The kitchen spices mingled with deeper notes of browning butter, roasting garlic, sautéed yellow onion, and sizzling grilled meat. I hadn’t been to a restaurant since Serendipity, which had reminded me how much I loved to see all different people coming together for a delicious meal. It was what I’d always wanted my Follies to be about.

At first I had a distinct and unnerving sense that everyone working at El Cielo was aware of my presence. The feeling didn’t leave, even when nobody singled me out. But in the haze of smoke and clattering overheated kitchen, there was real energy, enough so that I couldn’t have been the true center of attention even if I’d wanted to. The old woman was lost in her pots and pans, the cooks were deep inside their shorthand dialogue, and everything was muffled by the roar of an electric range-top fan.

At the touch at my elbow, I turned.

The busboy stood in front of me. He was holding a rolled set of silverware. Wordlessly, he set me a place at the barstool. I hopped up.

“Tía Isabella,” he said, addressing the woman. “Ella está aquí. Para la cena.”

The woman raised her eyebrows as she officially took me in. The busboy darted to lift a pitcher and glass from the nearby busing stand. He filled the glass and brought it to me.
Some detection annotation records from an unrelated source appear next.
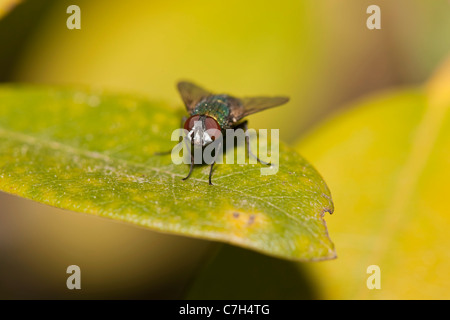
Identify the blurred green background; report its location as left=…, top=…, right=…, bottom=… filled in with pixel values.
left=0, top=0, right=450, bottom=299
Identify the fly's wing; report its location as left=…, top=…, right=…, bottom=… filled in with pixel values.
left=230, top=97, right=289, bottom=122
left=177, top=81, right=211, bottom=112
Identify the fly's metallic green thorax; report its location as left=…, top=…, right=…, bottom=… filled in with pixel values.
left=191, top=94, right=232, bottom=128
left=177, top=81, right=289, bottom=185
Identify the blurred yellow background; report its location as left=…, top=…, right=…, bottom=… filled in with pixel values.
left=0, top=0, right=450, bottom=299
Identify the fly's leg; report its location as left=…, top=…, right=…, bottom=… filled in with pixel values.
left=181, top=154, right=194, bottom=181
left=209, top=142, right=222, bottom=186
left=236, top=120, right=270, bottom=166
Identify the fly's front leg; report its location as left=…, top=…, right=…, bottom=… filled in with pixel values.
left=209, top=142, right=222, bottom=186
left=236, top=120, right=270, bottom=166
left=181, top=154, right=194, bottom=181
left=153, top=117, right=187, bottom=156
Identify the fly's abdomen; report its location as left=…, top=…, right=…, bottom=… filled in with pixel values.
left=192, top=95, right=230, bottom=128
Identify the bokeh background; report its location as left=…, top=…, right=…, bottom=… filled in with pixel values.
left=0, top=0, right=450, bottom=299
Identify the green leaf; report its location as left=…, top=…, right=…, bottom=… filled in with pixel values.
left=297, top=60, right=450, bottom=299
left=0, top=86, right=335, bottom=260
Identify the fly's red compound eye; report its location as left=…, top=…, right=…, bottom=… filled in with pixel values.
left=184, top=115, right=200, bottom=131
left=205, top=117, right=221, bottom=131
left=184, top=115, right=222, bottom=131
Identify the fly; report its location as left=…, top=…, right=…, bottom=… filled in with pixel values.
left=156, top=81, right=289, bottom=185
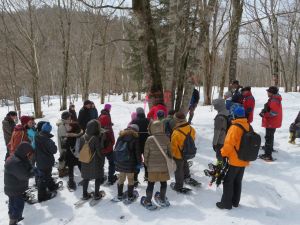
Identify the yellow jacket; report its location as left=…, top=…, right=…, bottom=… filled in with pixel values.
left=171, top=123, right=196, bottom=159
left=221, top=118, right=250, bottom=167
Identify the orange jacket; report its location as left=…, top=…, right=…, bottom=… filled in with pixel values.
left=171, top=123, right=196, bottom=159
left=221, top=118, right=250, bottom=167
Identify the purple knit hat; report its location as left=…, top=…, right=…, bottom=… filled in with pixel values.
left=104, top=104, right=111, bottom=111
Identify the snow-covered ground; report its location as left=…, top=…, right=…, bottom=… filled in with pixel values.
left=0, top=88, right=300, bottom=225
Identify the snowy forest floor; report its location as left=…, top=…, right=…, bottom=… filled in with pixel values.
left=0, top=88, right=300, bottom=225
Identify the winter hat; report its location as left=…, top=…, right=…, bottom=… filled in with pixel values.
left=267, top=86, right=279, bottom=95
left=156, top=110, right=165, bottom=119
left=104, top=104, right=111, bottom=111
left=232, top=106, right=245, bottom=118
left=128, top=124, right=140, bottom=132
left=135, top=107, right=145, bottom=114
left=20, top=116, right=33, bottom=126
left=61, top=111, right=71, bottom=120
left=42, top=122, right=52, bottom=133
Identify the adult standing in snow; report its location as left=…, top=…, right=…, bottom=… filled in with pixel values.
left=80, top=120, right=104, bottom=200
left=69, top=104, right=78, bottom=122
left=212, top=99, right=229, bottom=165
left=188, top=88, right=200, bottom=124
left=98, top=104, right=117, bottom=185
left=35, top=122, right=58, bottom=202
left=4, top=142, right=33, bottom=225
left=143, top=121, right=171, bottom=206
left=114, top=124, right=142, bottom=201
left=259, top=86, right=282, bottom=161
left=2, top=111, right=18, bottom=160
left=241, top=86, right=255, bottom=123
left=7, top=116, right=33, bottom=156
left=216, top=106, right=250, bottom=209
left=131, top=107, right=149, bottom=187
left=78, top=100, right=92, bottom=131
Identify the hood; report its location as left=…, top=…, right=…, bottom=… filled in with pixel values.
left=212, top=98, right=229, bottom=116
left=15, top=142, right=33, bottom=160
left=85, top=120, right=101, bottom=136
left=149, top=120, right=165, bottom=135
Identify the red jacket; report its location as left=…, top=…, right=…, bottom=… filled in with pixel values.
left=98, top=110, right=115, bottom=154
left=243, top=91, right=255, bottom=123
left=262, top=95, right=282, bottom=128
left=147, top=104, right=168, bottom=120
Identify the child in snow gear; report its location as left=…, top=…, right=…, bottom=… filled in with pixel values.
left=98, top=104, right=118, bottom=185
left=80, top=120, right=104, bottom=200
left=2, top=111, right=18, bottom=160
left=216, top=107, right=250, bottom=209
left=171, top=112, right=196, bottom=192
left=144, top=121, right=171, bottom=206
left=188, top=88, right=200, bottom=124
left=131, top=107, right=149, bottom=187
left=4, top=142, right=33, bottom=225
left=259, top=86, right=282, bottom=161
left=241, top=87, right=255, bottom=123
left=35, top=122, right=59, bottom=202
left=114, top=124, right=142, bottom=201
left=212, top=99, right=229, bottom=165
left=289, top=112, right=300, bottom=144
left=66, top=122, right=83, bottom=190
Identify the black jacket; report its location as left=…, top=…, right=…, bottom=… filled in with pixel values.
left=4, top=142, right=33, bottom=196
left=35, top=132, right=57, bottom=170
left=132, top=114, right=149, bottom=153
left=114, top=129, right=142, bottom=173
left=78, top=107, right=91, bottom=131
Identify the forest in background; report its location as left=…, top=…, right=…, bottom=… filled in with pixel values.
left=0, top=0, right=300, bottom=117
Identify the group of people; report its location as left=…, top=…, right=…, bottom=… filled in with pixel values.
left=3, top=81, right=300, bottom=225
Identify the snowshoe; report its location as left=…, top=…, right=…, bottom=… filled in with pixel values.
left=154, top=191, right=171, bottom=208
left=141, top=196, right=158, bottom=211
left=89, top=191, right=106, bottom=207
left=170, top=182, right=192, bottom=194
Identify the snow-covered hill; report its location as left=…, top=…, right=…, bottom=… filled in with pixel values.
left=0, top=88, right=300, bottom=225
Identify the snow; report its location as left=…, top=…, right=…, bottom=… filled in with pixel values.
left=0, top=88, right=300, bottom=225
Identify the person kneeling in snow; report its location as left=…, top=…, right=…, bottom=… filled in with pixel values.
left=4, top=142, right=33, bottom=225
left=216, top=106, right=250, bottom=209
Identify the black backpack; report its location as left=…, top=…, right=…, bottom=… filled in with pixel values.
left=233, top=123, right=261, bottom=161
left=177, top=128, right=197, bottom=160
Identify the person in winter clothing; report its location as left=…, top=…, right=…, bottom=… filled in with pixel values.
left=35, top=122, right=58, bottom=202
left=69, top=104, right=78, bottom=122
left=66, top=122, right=83, bottom=190
left=78, top=100, right=92, bottom=131
left=132, top=107, right=149, bottom=186
left=2, top=111, right=18, bottom=160
left=259, top=86, right=282, bottom=161
left=90, top=102, right=98, bottom=119
left=163, top=109, right=176, bottom=139
left=289, top=112, right=300, bottom=144
left=144, top=121, right=171, bottom=205
left=231, top=80, right=243, bottom=104
left=212, top=99, right=229, bottom=164
left=7, top=116, right=33, bottom=157
left=188, top=88, right=200, bottom=124
left=98, top=107, right=117, bottom=185
left=80, top=120, right=104, bottom=200
left=4, top=142, right=33, bottom=225
left=216, top=107, right=250, bottom=209
left=241, top=87, right=255, bottom=123
left=147, top=102, right=168, bottom=120
left=115, top=124, right=142, bottom=200
left=171, top=112, right=196, bottom=191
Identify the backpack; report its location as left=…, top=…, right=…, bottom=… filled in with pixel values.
left=79, top=137, right=96, bottom=163
left=113, top=140, right=130, bottom=162
left=233, top=124, right=261, bottom=161
left=177, top=128, right=197, bottom=160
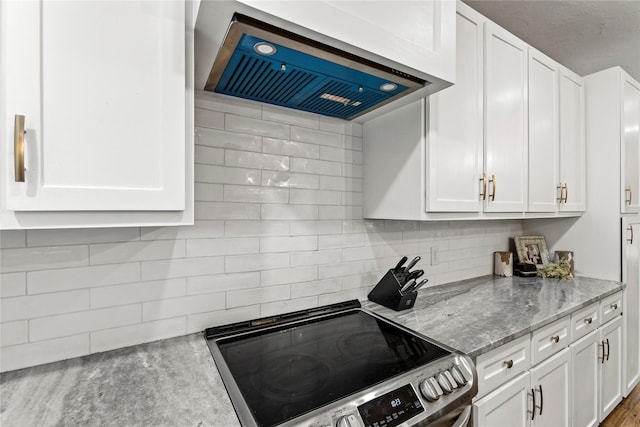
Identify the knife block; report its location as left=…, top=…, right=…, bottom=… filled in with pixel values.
left=367, top=270, right=418, bottom=311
“Gracias.” I felt geeky using my classroom Spanish.

“De nada,” murmured the boy, before he slipped away again.

I went back to watching the cook. She was a real master, long trained in this kitchen. She was also so short that she’d invented a quirky choreography of kicking a stepladder along next to her as she went about her business, the better to leap up for cupboards or canisters, while muttering what sounded like “entonces, entonces”—words that I was pretty sure meant something like “and then, and then,” but in this case seemed to be Isabella’s own private magical incantation.